With regard to the DIVA, imaging is not the strong suit. The best stage property it offers is certainly depth of field, which feels a bit too good when compared to the height and width it offered. The full-size model does not have that problem, putting out a more well-rounded appeal in terms of height, width, and depth of equal proportions. Both sound fine, you’ll not be underwhelmed, especially not for these prices and considering they’ve got a ton of other tech features inside their closed back designs.

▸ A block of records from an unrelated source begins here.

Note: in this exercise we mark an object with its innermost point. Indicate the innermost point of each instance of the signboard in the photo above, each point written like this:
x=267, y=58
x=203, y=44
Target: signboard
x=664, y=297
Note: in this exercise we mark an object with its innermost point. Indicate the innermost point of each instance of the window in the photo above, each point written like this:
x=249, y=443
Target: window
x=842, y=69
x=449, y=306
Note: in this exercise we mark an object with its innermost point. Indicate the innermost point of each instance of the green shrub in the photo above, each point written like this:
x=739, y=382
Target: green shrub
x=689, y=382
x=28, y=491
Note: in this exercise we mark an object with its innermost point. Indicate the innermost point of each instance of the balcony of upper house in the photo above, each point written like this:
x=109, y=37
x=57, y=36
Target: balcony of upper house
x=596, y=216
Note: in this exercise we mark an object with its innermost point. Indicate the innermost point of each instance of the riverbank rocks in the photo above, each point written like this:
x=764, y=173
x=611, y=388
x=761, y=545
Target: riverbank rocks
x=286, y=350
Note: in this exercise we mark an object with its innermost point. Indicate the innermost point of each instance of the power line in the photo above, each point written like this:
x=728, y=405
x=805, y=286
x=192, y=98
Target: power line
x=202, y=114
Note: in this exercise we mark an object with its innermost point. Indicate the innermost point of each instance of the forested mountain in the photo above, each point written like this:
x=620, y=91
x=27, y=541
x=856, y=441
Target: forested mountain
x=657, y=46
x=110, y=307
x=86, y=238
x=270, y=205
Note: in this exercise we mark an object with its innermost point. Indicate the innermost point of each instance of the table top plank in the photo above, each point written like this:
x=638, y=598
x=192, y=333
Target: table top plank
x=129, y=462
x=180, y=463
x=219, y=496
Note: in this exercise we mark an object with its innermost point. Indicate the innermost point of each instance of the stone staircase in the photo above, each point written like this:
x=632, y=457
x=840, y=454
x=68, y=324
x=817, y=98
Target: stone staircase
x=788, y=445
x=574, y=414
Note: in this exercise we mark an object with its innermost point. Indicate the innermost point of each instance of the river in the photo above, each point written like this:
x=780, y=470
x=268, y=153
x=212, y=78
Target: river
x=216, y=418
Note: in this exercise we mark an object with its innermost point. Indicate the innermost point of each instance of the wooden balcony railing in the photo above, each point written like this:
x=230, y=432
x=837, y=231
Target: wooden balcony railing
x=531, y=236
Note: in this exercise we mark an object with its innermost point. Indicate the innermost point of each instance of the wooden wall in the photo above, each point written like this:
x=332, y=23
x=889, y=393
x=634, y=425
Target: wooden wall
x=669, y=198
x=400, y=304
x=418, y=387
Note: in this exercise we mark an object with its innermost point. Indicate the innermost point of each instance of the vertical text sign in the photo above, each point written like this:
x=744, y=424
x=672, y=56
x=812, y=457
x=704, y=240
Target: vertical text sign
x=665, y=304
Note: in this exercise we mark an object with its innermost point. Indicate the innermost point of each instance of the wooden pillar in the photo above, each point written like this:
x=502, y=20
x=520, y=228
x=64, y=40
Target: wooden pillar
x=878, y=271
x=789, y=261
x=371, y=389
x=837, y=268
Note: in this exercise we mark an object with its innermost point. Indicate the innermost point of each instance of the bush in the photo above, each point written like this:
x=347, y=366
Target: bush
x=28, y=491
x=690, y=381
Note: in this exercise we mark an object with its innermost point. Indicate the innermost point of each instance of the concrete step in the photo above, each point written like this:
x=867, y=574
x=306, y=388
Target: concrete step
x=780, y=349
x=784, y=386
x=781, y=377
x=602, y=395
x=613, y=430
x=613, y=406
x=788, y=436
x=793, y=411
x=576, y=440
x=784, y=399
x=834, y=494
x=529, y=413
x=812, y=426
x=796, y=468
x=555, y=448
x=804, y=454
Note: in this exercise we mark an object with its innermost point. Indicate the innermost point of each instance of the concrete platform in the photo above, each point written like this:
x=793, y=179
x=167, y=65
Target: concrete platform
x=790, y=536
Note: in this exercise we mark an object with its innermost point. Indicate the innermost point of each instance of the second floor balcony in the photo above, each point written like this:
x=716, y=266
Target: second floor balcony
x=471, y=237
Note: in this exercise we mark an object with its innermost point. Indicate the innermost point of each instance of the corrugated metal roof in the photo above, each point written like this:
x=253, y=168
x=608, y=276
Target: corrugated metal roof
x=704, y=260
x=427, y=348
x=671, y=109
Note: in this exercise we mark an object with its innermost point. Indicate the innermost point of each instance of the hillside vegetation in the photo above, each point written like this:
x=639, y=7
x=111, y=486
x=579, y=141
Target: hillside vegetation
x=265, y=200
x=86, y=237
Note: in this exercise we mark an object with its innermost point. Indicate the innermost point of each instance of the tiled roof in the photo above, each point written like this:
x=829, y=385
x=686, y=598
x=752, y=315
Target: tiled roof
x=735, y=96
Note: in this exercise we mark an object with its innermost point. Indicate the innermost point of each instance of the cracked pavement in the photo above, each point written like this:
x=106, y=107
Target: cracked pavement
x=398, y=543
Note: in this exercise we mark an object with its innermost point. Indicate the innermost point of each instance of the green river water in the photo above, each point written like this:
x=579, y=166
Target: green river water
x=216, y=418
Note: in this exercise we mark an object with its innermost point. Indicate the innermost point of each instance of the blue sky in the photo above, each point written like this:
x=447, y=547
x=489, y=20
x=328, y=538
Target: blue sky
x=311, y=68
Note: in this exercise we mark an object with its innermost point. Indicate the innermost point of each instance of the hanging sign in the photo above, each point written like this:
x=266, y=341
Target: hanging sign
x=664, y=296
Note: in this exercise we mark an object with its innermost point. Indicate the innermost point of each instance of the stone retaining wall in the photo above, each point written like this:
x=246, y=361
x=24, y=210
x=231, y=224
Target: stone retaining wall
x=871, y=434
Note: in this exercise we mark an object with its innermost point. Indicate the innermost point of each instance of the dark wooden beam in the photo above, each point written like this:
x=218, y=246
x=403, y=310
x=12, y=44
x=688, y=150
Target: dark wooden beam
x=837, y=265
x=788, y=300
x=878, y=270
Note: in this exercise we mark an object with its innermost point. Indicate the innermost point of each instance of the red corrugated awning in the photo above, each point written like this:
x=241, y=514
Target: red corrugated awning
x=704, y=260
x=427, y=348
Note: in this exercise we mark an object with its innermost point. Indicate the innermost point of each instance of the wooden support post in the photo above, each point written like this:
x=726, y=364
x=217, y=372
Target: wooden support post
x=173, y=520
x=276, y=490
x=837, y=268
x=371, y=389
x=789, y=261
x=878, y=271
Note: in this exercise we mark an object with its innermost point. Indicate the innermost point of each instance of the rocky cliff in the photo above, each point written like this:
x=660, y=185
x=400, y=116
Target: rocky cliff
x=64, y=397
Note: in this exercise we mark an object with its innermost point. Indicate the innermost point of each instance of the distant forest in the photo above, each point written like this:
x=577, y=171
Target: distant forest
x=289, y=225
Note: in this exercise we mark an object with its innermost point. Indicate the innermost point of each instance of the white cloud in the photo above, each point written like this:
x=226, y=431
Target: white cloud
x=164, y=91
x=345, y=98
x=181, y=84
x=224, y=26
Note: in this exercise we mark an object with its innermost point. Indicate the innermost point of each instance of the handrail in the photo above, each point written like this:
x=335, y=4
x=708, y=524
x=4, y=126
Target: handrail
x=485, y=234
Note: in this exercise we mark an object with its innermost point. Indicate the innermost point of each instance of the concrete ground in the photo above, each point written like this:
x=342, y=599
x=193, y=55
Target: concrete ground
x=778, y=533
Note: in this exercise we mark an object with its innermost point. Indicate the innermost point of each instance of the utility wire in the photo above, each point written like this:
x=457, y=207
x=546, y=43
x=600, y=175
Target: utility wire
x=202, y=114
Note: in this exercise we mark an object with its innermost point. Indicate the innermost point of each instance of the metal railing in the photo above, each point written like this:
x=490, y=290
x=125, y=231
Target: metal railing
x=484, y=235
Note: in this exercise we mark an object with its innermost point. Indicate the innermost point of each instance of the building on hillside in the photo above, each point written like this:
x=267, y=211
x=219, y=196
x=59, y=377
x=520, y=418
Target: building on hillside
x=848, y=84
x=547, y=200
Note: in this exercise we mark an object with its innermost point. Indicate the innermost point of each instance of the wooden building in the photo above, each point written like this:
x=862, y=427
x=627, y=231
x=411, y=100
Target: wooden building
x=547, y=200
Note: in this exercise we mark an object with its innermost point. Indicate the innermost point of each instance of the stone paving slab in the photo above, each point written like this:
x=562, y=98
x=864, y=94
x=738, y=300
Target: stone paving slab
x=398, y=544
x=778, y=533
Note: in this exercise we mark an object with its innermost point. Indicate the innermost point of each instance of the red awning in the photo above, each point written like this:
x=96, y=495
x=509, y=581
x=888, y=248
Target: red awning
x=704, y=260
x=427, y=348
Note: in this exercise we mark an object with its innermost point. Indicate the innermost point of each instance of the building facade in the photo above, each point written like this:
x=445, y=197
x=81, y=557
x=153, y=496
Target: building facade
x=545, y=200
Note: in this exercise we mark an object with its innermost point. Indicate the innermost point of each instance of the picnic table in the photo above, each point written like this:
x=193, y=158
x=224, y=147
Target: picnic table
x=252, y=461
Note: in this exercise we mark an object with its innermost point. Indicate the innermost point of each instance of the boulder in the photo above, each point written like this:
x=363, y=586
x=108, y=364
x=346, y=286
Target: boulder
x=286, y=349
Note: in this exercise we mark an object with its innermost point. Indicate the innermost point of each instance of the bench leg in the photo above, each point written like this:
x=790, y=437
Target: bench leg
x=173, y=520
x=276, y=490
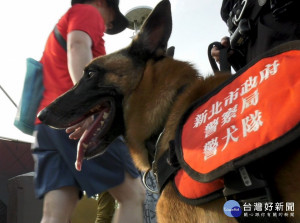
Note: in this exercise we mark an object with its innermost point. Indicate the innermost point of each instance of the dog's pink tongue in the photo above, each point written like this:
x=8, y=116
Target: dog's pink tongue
x=81, y=147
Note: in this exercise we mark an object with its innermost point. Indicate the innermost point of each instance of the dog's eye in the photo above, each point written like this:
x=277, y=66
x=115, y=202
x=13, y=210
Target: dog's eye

FIIL did a good job on these. I can’t fault them at all and have very little to gripe over. The pads are excellent protein leather and absurdly supple and comfy, the build isn’t bad and I hear no creaking in the bands or when they fold up, the FIIL Logo lights up when I pair with BT and it gets people’s attention for sure, sound quality edged out the previous sub $199 Sony 950BT Bluetooth headphone and the full-size model is a hell of a bass canon and then some, but also has a forward and dynamic sound midrange and treble that is not lost at all to the immense bass response.
I can’t spot a single thing wrong with them on an objective level. For this price, they both bested some other sets in the closed back, portable circuit and that is even before thinking about the absurd amount of tech and features also packed into them. You can check out these models on discount on their Kickstarter page now. You can grab the full-size model for just $219 and the DIVA for just $169. These are very good values and great beater headphones to toss in your bag or purchase for your weary college student, friends or family. These headphones are all about musicality and fun factor, don’t expect neutral or accuracy here. Instead, expect to rock out and have a great time with your music.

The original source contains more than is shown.